Frank Richter, Theologe, seit 2009 Direktor der Sächsischen Landeszentrale für Politische Bildung. 1989 war er einer der wichtigsten Vertreter der friedlichen Revolution in Dresden. 2014 sorgte er für Aufsehen, weil er – sozusagen zu Studienzwecken – mehrere Male an den Pegida-Demonstrationen teilnahm.
"Ich weiß gar nicht genau, was meine Stimme bewirkt"
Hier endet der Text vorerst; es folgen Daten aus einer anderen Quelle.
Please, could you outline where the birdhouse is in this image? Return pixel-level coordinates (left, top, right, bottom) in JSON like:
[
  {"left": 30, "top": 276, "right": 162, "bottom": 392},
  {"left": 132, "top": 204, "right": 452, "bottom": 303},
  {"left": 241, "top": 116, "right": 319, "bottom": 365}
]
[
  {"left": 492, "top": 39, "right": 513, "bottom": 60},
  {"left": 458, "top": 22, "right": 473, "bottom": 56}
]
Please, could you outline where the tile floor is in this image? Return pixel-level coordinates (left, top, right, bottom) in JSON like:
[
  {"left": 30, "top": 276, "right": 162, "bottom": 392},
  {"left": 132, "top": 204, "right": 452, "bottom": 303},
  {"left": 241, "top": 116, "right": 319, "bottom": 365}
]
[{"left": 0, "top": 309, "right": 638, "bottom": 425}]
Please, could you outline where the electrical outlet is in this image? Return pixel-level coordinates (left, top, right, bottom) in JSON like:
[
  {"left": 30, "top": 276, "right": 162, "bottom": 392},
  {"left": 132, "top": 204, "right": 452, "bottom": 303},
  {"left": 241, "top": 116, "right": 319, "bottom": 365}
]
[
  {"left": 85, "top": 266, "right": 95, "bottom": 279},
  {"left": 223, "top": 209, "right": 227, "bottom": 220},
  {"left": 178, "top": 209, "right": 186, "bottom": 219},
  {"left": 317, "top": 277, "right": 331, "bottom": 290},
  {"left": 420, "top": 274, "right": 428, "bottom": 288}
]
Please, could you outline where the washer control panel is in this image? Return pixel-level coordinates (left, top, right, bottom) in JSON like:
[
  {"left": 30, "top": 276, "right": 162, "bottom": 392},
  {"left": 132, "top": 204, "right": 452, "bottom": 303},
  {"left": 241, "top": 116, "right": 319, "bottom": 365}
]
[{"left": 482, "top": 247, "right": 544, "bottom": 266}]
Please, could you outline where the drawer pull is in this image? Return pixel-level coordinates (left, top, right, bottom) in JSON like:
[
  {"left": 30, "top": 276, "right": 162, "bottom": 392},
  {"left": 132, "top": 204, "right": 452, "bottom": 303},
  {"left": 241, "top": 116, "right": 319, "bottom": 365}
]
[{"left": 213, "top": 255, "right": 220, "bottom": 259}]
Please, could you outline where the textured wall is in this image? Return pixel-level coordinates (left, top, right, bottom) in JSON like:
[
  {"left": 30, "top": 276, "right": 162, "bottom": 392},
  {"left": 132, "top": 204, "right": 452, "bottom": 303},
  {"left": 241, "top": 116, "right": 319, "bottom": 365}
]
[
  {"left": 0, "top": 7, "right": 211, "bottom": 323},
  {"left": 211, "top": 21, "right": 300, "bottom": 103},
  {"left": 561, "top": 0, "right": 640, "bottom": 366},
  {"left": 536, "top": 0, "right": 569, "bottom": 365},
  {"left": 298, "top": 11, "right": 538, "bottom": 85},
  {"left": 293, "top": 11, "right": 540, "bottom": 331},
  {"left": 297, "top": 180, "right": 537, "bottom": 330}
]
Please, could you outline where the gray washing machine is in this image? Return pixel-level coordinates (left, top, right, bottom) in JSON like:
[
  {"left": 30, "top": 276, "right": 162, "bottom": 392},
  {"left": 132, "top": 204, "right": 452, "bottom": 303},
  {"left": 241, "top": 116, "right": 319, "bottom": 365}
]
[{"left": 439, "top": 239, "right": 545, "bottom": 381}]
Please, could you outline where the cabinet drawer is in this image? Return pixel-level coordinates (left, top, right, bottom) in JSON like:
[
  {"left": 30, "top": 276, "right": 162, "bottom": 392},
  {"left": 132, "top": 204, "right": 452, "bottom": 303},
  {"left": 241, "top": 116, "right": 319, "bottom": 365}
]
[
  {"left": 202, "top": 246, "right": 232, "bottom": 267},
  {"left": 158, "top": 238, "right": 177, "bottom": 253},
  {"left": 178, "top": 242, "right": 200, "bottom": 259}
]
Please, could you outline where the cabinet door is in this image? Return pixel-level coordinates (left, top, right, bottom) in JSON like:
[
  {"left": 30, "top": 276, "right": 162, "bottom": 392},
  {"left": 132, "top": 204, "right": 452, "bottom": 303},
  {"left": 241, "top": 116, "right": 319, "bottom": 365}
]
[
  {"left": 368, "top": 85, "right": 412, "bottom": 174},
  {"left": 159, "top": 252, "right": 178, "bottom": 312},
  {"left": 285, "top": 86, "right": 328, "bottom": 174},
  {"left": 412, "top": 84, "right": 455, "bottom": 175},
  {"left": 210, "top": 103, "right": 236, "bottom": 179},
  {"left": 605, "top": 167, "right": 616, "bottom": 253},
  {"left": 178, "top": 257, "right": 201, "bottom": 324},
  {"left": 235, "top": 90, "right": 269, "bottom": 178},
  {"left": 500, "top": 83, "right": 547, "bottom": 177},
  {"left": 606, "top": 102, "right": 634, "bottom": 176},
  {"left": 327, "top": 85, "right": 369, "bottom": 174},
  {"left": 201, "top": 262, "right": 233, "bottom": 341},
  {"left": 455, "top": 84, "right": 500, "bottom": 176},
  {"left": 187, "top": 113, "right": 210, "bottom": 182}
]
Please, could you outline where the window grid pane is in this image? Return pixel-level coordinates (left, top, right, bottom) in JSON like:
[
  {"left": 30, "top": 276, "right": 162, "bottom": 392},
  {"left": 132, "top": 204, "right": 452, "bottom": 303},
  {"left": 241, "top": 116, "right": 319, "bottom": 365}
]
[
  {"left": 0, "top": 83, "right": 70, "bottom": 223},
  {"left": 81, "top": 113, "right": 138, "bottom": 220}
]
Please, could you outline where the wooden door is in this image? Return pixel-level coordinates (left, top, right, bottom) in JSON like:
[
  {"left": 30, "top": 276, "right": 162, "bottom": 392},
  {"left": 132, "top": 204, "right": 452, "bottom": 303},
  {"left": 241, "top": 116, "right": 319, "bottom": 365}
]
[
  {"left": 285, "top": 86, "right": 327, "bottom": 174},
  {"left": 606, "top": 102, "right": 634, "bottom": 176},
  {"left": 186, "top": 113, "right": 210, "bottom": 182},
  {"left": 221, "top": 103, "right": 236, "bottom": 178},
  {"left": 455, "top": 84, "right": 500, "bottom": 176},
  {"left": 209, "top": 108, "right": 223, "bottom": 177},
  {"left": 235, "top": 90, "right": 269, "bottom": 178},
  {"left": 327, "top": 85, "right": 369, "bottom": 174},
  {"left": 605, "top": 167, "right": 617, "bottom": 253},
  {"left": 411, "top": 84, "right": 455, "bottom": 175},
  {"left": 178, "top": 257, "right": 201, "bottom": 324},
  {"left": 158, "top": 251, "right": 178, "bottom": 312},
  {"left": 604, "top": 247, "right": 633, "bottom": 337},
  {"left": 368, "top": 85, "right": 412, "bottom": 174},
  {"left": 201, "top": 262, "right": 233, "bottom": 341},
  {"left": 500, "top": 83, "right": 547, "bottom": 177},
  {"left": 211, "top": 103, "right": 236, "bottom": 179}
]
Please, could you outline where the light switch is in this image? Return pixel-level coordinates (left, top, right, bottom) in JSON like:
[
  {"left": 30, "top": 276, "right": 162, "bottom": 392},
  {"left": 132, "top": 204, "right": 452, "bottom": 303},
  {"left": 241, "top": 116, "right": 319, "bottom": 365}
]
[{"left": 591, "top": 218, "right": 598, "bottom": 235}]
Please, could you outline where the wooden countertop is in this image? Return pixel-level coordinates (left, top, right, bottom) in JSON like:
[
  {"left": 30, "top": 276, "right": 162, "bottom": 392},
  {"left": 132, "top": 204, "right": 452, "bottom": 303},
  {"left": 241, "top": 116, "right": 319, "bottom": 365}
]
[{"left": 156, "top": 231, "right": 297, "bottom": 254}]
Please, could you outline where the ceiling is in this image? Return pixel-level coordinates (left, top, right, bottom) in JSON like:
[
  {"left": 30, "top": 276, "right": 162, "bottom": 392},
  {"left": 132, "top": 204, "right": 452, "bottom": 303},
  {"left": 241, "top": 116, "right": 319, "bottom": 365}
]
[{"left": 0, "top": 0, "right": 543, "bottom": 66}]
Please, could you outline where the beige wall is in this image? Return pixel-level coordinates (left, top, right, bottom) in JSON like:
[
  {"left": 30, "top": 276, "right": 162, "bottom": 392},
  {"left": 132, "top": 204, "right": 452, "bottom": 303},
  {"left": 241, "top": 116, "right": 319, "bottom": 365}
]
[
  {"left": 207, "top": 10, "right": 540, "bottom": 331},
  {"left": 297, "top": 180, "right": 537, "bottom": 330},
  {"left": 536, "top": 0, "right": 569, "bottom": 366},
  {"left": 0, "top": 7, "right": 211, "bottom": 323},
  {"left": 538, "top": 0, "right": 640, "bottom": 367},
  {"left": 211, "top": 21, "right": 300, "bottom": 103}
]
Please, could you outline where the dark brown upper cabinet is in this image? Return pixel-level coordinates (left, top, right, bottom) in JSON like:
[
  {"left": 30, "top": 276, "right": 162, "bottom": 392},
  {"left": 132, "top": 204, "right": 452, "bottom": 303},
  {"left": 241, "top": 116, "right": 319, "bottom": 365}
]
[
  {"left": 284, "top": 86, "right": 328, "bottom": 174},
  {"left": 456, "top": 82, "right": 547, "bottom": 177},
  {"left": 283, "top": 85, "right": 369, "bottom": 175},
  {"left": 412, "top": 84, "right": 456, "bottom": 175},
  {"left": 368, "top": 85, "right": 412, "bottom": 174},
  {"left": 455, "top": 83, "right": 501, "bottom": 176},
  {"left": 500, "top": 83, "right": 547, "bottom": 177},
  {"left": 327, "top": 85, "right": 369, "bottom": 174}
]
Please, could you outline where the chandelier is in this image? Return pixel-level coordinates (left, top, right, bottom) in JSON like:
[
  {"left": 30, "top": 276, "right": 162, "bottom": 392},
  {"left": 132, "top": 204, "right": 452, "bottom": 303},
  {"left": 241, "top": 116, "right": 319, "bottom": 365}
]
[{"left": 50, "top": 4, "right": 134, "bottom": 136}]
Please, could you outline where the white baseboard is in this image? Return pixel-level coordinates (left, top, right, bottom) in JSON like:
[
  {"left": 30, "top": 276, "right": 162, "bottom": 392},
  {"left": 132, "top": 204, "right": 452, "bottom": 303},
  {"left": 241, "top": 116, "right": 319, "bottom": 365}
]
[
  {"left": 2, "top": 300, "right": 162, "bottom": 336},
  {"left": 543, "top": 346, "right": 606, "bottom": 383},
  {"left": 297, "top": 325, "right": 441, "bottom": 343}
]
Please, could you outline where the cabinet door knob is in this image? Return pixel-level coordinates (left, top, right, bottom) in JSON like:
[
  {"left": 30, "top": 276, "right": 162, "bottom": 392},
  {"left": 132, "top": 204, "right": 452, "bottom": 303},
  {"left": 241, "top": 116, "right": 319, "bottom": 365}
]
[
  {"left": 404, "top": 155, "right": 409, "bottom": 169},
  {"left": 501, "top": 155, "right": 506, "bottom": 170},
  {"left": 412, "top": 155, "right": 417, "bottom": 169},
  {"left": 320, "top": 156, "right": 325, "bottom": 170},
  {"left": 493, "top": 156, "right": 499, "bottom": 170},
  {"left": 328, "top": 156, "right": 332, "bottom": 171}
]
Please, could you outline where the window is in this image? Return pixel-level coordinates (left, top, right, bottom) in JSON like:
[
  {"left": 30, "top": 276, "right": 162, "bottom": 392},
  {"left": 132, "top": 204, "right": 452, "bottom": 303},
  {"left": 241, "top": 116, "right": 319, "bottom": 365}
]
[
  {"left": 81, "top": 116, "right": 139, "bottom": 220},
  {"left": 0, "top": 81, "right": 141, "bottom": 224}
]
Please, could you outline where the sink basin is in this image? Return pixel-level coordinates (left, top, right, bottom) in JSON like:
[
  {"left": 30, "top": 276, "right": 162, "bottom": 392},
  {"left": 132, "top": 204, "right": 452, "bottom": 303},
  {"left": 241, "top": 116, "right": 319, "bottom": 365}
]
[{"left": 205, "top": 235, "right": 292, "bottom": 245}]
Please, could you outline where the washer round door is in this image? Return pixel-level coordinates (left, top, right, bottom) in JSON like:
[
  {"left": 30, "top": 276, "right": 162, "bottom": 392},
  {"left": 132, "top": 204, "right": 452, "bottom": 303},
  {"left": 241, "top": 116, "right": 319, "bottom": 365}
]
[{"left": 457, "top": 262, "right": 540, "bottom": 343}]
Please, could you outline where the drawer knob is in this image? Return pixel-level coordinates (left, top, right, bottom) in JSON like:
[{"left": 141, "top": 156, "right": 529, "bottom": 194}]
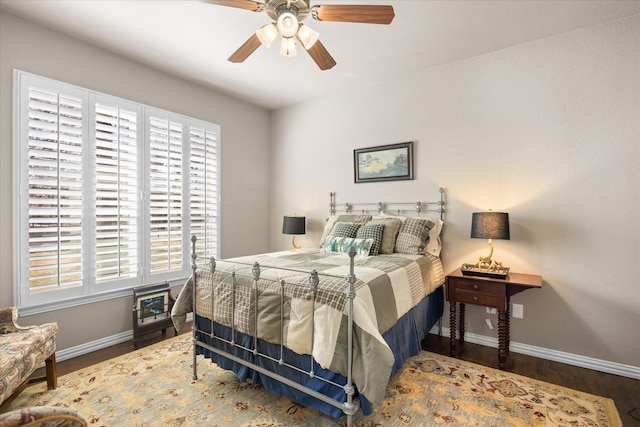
[
  {"left": 473, "top": 296, "right": 478, "bottom": 302},
  {"left": 473, "top": 284, "right": 479, "bottom": 290}
]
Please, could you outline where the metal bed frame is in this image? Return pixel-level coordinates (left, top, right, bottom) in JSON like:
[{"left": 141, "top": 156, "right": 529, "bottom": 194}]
[{"left": 189, "top": 189, "right": 445, "bottom": 427}]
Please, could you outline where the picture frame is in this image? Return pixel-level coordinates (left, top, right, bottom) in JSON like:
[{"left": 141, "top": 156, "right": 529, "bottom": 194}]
[
  {"left": 354, "top": 141, "right": 414, "bottom": 183},
  {"left": 136, "top": 291, "right": 169, "bottom": 323}
]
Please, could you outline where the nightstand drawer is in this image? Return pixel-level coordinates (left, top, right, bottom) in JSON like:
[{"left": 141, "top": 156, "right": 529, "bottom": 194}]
[
  {"left": 455, "top": 291, "right": 498, "bottom": 306},
  {"left": 450, "top": 279, "right": 498, "bottom": 295}
]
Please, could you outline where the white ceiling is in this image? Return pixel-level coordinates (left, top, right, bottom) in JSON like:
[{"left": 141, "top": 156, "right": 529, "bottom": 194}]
[{"left": 2, "top": 0, "right": 639, "bottom": 110}]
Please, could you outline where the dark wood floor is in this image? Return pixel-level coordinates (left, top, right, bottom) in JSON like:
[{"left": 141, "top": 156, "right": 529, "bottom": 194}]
[{"left": 45, "top": 329, "right": 640, "bottom": 426}]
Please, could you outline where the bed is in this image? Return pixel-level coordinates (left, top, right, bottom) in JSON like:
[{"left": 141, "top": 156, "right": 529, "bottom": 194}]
[{"left": 171, "top": 189, "right": 446, "bottom": 426}]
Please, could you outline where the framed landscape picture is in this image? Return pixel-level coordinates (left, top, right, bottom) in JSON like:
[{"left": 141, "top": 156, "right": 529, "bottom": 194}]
[{"left": 354, "top": 141, "right": 414, "bottom": 183}]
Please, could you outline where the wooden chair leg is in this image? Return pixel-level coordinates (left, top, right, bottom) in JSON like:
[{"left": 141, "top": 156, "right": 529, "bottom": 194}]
[
  {"left": 45, "top": 353, "right": 58, "bottom": 389},
  {"left": 0, "top": 380, "right": 29, "bottom": 412}
]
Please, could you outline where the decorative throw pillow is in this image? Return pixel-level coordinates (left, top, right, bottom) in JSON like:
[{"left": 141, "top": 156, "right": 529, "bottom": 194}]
[
  {"left": 355, "top": 224, "right": 385, "bottom": 256},
  {"left": 395, "top": 217, "right": 435, "bottom": 255},
  {"left": 331, "top": 222, "right": 361, "bottom": 238},
  {"left": 425, "top": 218, "right": 444, "bottom": 256},
  {"left": 366, "top": 217, "right": 403, "bottom": 254},
  {"left": 335, "top": 214, "right": 372, "bottom": 225},
  {"left": 319, "top": 214, "right": 372, "bottom": 247},
  {"left": 318, "top": 215, "right": 339, "bottom": 247},
  {"left": 322, "top": 236, "right": 373, "bottom": 257}
]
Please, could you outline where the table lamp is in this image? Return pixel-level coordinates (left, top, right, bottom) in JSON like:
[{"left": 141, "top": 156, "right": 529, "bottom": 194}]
[
  {"left": 282, "top": 215, "right": 306, "bottom": 250},
  {"left": 462, "top": 211, "right": 510, "bottom": 278}
]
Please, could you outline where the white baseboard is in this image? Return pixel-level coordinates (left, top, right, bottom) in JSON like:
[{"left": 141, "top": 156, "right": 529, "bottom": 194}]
[
  {"left": 57, "top": 331, "right": 132, "bottom": 361},
  {"left": 56, "top": 313, "right": 193, "bottom": 362},
  {"left": 430, "top": 326, "right": 640, "bottom": 380}
]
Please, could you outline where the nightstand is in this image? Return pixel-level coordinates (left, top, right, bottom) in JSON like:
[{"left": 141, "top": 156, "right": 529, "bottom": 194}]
[{"left": 445, "top": 268, "right": 542, "bottom": 369}]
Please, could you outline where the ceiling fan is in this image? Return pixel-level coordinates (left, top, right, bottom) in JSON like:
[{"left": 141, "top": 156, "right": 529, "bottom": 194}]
[{"left": 204, "top": 0, "right": 395, "bottom": 70}]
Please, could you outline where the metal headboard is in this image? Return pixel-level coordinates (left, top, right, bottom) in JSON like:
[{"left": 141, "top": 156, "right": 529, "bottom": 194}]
[{"left": 329, "top": 187, "right": 445, "bottom": 220}]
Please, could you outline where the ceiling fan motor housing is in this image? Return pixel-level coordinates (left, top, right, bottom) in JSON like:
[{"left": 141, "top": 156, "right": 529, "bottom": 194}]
[
  {"left": 216, "top": 0, "right": 395, "bottom": 70},
  {"left": 265, "top": 0, "right": 311, "bottom": 22}
]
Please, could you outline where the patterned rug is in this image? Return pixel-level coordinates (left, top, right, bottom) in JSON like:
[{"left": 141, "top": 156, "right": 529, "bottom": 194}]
[{"left": 5, "top": 336, "right": 621, "bottom": 426}]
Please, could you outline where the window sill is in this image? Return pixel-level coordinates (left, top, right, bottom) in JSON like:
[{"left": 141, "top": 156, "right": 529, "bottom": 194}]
[{"left": 18, "top": 277, "right": 188, "bottom": 317}]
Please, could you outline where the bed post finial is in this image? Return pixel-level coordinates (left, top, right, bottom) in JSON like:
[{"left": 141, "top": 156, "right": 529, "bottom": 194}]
[
  {"left": 309, "top": 270, "right": 319, "bottom": 290},
  {"left": 329, "top": 192, "right": 336, "bottom": 216},
  {"left": 252, "top": 262, "right": 261, "bottom": 281},
  {"left": 191, "top": 235, "right": 197, "bottom": 268}
]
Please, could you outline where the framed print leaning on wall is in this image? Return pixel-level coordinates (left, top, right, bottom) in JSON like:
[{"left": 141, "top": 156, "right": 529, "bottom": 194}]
[{"left": 354, "top": 141, "right": 414, "bottom": 183}]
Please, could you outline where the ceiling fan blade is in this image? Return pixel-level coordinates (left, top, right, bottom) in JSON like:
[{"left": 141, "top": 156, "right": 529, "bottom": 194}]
[
  {"left": 312, "top": 5, "right": 395, "bottom": 24},
  {"left": 306, "top": 40, "right": 336, "bottom": 70},
  {"left": 202, "top": 0, "right": 263, "bottom": 12},
  {"left": 228, "top": 33, "right": 262, "bottom": 63}
]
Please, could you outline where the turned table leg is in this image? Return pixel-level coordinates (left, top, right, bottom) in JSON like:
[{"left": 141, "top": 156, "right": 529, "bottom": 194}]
[
  {"left": 498, "top": 309, "right": 508, "bottom": 369},
  {"left": 449, "top": 301, "right": 456, "bottom": 356},
  {"left": 506, "top": 305, "right": 511, "bottom": 355},
  {"left": 459, "top": 303, "right": 466, "bottom": 344}
]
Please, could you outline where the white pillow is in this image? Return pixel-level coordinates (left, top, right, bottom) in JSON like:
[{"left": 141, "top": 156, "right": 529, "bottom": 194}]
[
  {"left": 425, "top": 217, "right": 444, "bottom": 256},
  {"left": 319, "top": 215, "right": 338, "bottom": 247},
  {"left": 375, "top": 213, "right": 407, "bottom": 223}
]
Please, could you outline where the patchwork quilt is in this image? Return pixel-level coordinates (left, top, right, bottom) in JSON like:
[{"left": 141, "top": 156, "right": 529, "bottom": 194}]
[{"left": 172, "top": 248, "right": 444, "bottom": 404}]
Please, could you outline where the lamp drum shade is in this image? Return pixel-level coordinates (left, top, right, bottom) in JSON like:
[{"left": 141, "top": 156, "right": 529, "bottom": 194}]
[
  {"left": 471, "top": 212, "right": 510, "bottom": 240},
  {"left": 283, "top": 216, "right": 306, "bottom": 235}
]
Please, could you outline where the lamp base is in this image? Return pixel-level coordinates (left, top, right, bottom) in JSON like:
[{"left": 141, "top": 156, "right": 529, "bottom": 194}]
[
  {"left": 289, "top": 235, "right": 301, "bottom": 250},
  {"left": 461, "top": 263, "right": 510, "bottom": 279}
]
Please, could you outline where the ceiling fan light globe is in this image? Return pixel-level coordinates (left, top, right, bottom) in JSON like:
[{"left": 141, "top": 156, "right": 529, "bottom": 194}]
[
  {"left": 277, "top": 12, "right": 299, "bottom": 38},
  {"left": 256, "top": 23, "right": 278, "bottom": 48},
  {"left": 280, "top": 37, "right": 297, "bottom": 57},
  {"left": 297, "top": 24, "right": 319, "bottom": 49}
]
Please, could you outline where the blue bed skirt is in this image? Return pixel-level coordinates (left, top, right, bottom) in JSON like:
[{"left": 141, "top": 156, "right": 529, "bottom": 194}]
[{"left": 195, "top": 285, "right": 444, "bottom": 418}]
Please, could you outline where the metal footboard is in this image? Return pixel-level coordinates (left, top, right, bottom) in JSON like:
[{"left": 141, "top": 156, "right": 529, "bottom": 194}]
[{"left": 189, "top": 235, "right": 359, "bottom": 426}]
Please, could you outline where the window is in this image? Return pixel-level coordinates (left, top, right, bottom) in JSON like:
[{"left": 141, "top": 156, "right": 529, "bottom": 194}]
[{"left": 13, "top": 71, "right": 219, "bottom": 312}]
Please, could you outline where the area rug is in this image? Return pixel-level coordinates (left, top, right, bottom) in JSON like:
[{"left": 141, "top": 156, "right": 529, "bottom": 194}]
[{"left": 4, "top": 336, "right": 621, "bottom": 426}]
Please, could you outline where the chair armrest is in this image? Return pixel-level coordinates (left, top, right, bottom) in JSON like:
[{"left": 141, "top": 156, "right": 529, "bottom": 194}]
[
  {"left": 0, "top": 307, "right": 35, "bottom": 334},
  {"left": 0, "top": 406, "right": 88, "bottom": 426}
]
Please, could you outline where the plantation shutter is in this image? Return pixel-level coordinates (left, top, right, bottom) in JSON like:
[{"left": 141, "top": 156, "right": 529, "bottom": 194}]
[
  {"left": 189, "top": 125, "right": 219, "bottom": 258},
  {"left": 148, "top": 116, "right": 184, "bottom": 274},
  {"left": 15, "top": 71, "right": 221, "bottom": 311},
  {"left": 26, "top": 87, "right": 84, "bottom": 293},
  {"left": 94, "top": 103, "right": 139, "bottom": 283}
]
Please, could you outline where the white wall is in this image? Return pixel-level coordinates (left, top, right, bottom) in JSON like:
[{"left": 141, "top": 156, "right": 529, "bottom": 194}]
[
  {"left": 0, "top": 12, "right": 271, "bottom": 350},
  {"left": 269, "top": 15, "right": 640, "bottom": 367}
]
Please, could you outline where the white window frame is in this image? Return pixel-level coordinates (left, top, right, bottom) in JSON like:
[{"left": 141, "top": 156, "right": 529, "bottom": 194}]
[{"left": 13, "top": 70, "right": 220, "bottom": 315}]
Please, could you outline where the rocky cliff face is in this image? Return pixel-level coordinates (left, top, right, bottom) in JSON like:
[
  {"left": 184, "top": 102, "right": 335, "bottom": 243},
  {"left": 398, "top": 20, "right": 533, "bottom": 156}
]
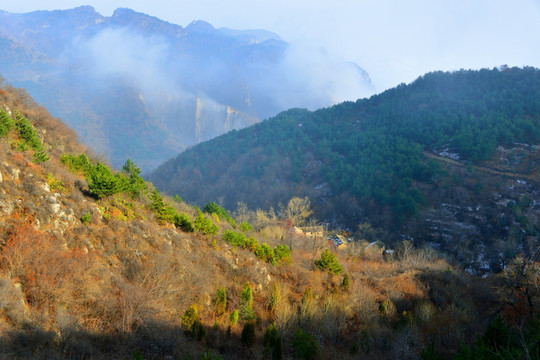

"Manche, mit denen ich rede, die sagen mir: 'Ach wissen Sie, das System ist mir auch ein bissel kompliziert. Ich weiß auch gar nicht genau, was meine Stimme bewirkt. Bevor ich in die Wahlkabine gehe und dort Lotto spiele, enthalte ich mich lieber'. Viele Menschen tun das, was sie vor 26 Jahren getan haben, sie gehen auf die Straße und demonstrieren, und bringen, damit übrigens ein Grundrecht ausübend, ihre Frustration, ihre Probleme auf die Straßen, Das gefällt mir zu allergrößten Teilen nun wirklich nicht, was dort gesagt wird, aber es gilt abgeholt zu werden und von den politischen Parteien veredelt zu werden, um in den demokratischen Diskurs gebracht zu werden."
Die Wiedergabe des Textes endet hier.